Wines from Santorini
Sun poured through panes and lit the wines of ten producers from Santorini–Domaine Sigalas, Hatzidakis, Argyros and Gaia… Assyrtiko. Vinsanto. Lincoln Center, Alice Tully Hall. We walked the room and poured our glasses, lips-snacking over Jonathon Sawyer‘s eye-candy fare.
With a dwindling population yielding a reduced commitment to the vineyard, Santorini’s wine production is a few tanks short of becoming an endangered vine. With findings that date cultivation to 5000 BC, Santorini suffers the curse of beauty…and it’s tourism that threatening the vineyards’ life. With soils born of a catastrophic eruption in 1600 BC, old vines struggle, digging deep to quench thirst. Pumice, volcanic ash, solidified lava, and sand. Minerality and acidity, with ocean mist and sea fog adding a touch of brine.
Woven in circles, the vines live as baskets–bunkers that protect grape clusters from night gusts and intense sunlight. Koulara. Ampella. Two names for the same method–tight woven canopies that enable a vine 75 years of life.
Domaine Sigalas–Some vertical notes:
Sigalas Santorini 2009–Citrus flavors and inviting like an arm’s warm crook.

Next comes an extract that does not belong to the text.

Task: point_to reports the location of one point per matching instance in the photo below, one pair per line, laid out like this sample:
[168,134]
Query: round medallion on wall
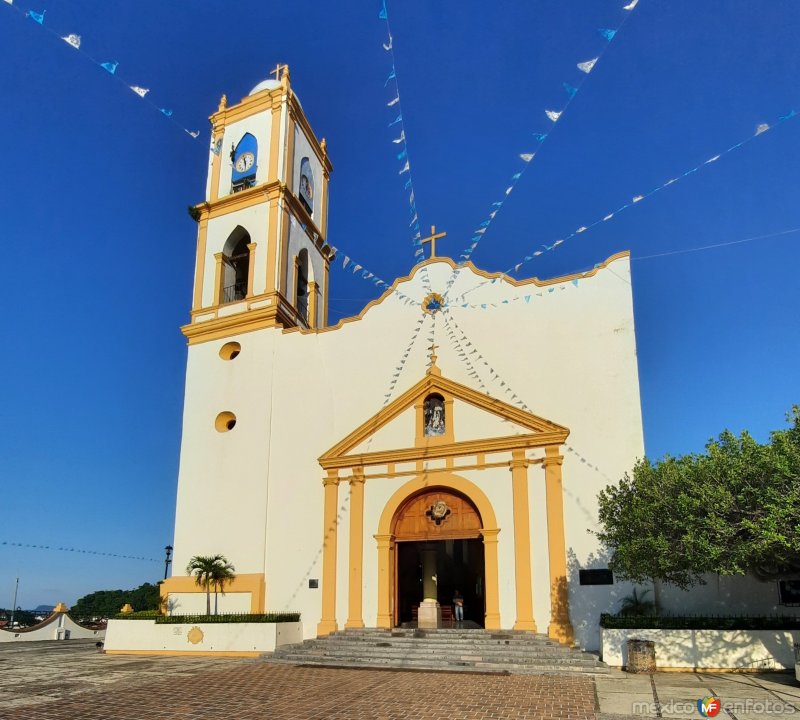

Sigalas Santorini 2008–Initial funk. Jackfruit and stony with spice.
Sigalas Santorini Barrel 2009–Oak tempers tart, enveloping its bite. Minerally and silky.
Sigalas Santorini Barrel 2007–Light nose. Citrus, anise, and smoked nuts.
Sigalas Santorini Barrel 2006–Hot Rocks and ripe stone fruit.
Sigalas Vinsanto 2000–Salted plump raisins. Toffee. Lingering salinity. Lovely and complex.